Осматривая занятые позиции, Капланов обнаружил в глубокой нише спрятавшегося фашиста. Тот, видать, был не из храброго десятка и, отстав от своих, побоялся вылезти из ниши — чего доброго можно угодить под пулю.

Комиссар батальона приступил к допросу. Фашист вел себя вначале нагловато. Он старался выразить презрение к окружающим. Но вид горе-вояка имел жалкий. Голова его была обмотана каким-то женским платком, на шинель он напялил гражданский пиджак — то ли раздел убитого, то ли ограбил живого.

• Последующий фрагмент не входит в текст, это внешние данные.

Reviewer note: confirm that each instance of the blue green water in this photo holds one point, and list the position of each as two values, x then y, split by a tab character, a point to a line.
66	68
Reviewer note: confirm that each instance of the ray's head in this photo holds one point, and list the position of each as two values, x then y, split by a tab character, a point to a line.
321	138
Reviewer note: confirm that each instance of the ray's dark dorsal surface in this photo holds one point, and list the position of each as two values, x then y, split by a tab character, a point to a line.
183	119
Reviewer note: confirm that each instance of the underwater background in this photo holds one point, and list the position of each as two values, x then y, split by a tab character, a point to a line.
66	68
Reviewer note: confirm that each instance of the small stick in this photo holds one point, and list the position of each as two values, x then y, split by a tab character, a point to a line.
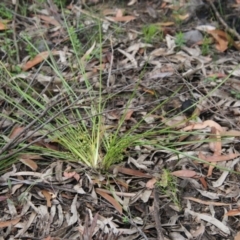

Постепенно пленный разговорился. Он попал на Крымский фронт и был рад, потому что кто-то ему сказал: в России всюду Сибирь, и только Крым — курорт…

Вскоре позвонили из бригады и приказали доставить пленного туда. Его повел комиссар вместе с дежурным матросом.

Но вот еще один сюрприз.

Перед входом в землянку часовой позвал разводящего.

— Что случилось?

— Да вот какие-то солдаты забрели, — ответил часовой.

Через несколько минут в дверях землянки появился улыбающийся часовой, а следом — незнакомый человек в немецкой шинели, длинный и тонкий, как жердь. Он хотел было поднять руки вверх, но некуда — землянка для него низкая. Позади стоял еще кто-то.

Видя, что никто на них не кричит и не угрожает оружием, чужаки успокоились. Это были два румынских солдата. Начальник штаба потребовал от них документы. Первый из них скорее догадался, о чем идет речь, и, расстегнув верхнюю пуговицу шинели, вытянул розовый лист бумаги.

Это была наша советская листовка, в которой рассказывалось об успехах Красной Армии под Москвой. В листовке говорилось также о том, что сдавшимся в плен будет сохранена жизнь.

— А где ваши солдатские книжки?

Они и это поняли без перевода, с готовностью достали свои солдатские документы.

Дмитришин угостил румын «беломором», пытаясь жестами и с помощью нескольких немецких слов объясниться, поговорить, но ничего из этого не вышло. По-немецки румыны знали, как выяснилось, только одно слово «капут». Их отвели в штаб бригады.

Однако ночь сюрпризов не кончилась. Вернулся из нейтральной зоны разведчик Азов.

— Командир, — сказал он Дмитришину, — есть возможность пополнить наши боевые запасы немецкими минами.

— Как?

— Пойдем, покажу.

С наступлением рассвета Дмитришин и Азов разглядели, что немецкие саперы устроили целый склад мин в извилистой промоине у подножия горы Гасфорт. Склад охраняет всего один часовой. Подобраться к нему нетрудно: есть скрытые подходы. Созрел план: ночью снять часового и прибрать склад к рукам. Этот план Дмитришин доложил командованию.

— Ну что ж, действуйте, — сказал комбат.

Наступила ночь, и Дмитришин вывел свой взвод за передний край.

Погода благоприятствовала замыслу. Низкие облака окутали высоту до самого подножия. Темнота и морось, хоть глаз выколи. Разведчики, следуя за Азовым, вдруг остановились.

— Что случилось? — спросил Дмитришин.

— Фашист… — ответил Азов.

Приглядевшись, Дмитришин увидел немецкого солдата, который ходил невдалеке, закинув автомат за спину, и что-то мурлыкал себе под нос. Ходил он вдоль ящиков, накрытых брезентом. Его беспечность говорила о том, что он еще не бывал в настоящих переделках. По-кошачьи мягко Дмитришин приблизился к часовому. Но — треснула ветка. Фашист насторожился.

— Хальт!.. — видимо, с испугу крикнул он в темноту ночи.

Дмитришин одним прыжком подмял под себя часового, не дав ему пикнуть.